There were two main differences between the ICSI and RE-ICSI groups: (1) the cumulus cells were dispersed by PESA-derived spermatozoa in RE-ICSI group, reducing the potential harmful effects of hyaluronidase in the ICSI group; and (2) the timing of microinjection. Microinjection time for the ICSI group was about 1 h earlier than that of the RE-ICSI group. Traditional RE-ICSI is done slightly later (6 h after short insemination) to prevent a delay in second polar body extrusion. Here, the >2PN fertilization rate was similar in the two groups and indicates that PESA sperm without centrifugation have no fertilization ability. Therefore, it was feasible to conduct RE-ICSI a little earlier (4 h after short insemination). RE-ICSI performed earlier could result in better outcomes in the select group of patients [29] and it has been shown that the good quality embryo rate of a RE-ICSI group can be higher than that in an ICSI group when using ejaculated spermatozoa [30]. Previous studies showed that epididymal sperm from patients with OA and with a longer epididymis have a higher IVF rate than from those with a shorter epididymis [31, 32]. However, there was no difference between these types of men when doing ICSI [33].

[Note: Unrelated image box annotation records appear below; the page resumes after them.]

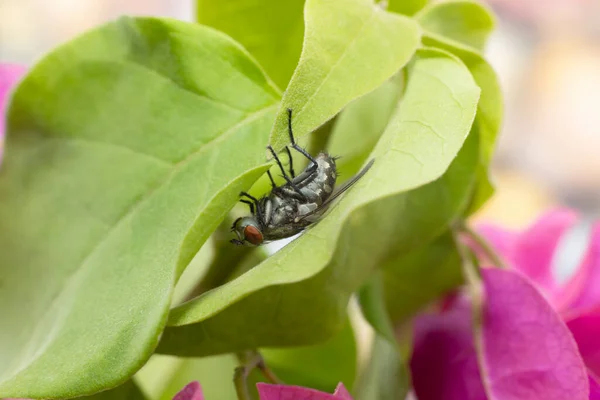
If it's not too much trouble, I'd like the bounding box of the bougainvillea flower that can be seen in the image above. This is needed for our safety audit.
[0,64,25,161]
[411,210,600,400]
[256,383,352,400]
[173,381,352,400]
[173,381,204,400]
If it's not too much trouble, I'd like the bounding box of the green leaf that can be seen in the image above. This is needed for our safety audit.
[382,233,463,324]
[261,320,357,393]
[327,73,404,179]
[158,50,479,356]
[0,18,278,398]
[358,271,396,347]
[79,380,146,400]
[354,335,410,400]
[382,0,429,15]
[356,271,410,400]
[196,0,304,88]
[270,0,420,150]
[134,354,239,400]
[417,0,495,51]
[171,237,216,305]
[423,35,504,214]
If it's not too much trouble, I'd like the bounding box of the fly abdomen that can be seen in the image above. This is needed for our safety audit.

Unique features of our study include using motility spermatozoa acquired from PESA without centrifugation, a short period insemination to disperse the cumulus cells and simulate physiological conditions, and RE-ICSI performed as early as possible when no second polar body was found. The limitations of this study are that the number of cases was too few to reach any significant conclusions and the data require validation with later clinical outcomes (e.g. clinical pregnancy rates).

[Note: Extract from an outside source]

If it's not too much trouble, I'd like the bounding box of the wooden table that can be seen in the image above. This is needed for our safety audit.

Compared with PESA-ICSI, the procedure of PESA-IVF plus RE-ICSI can disperse the cumulus cells but needs enough motile sperm. The outcomes of sibling oocytes separated into two groups are equivalent. The PESA-IVF plus RE-ICSI procedure is more “complicated” than using ICSI directly but can offer a feasible method for the treatment of men with OA.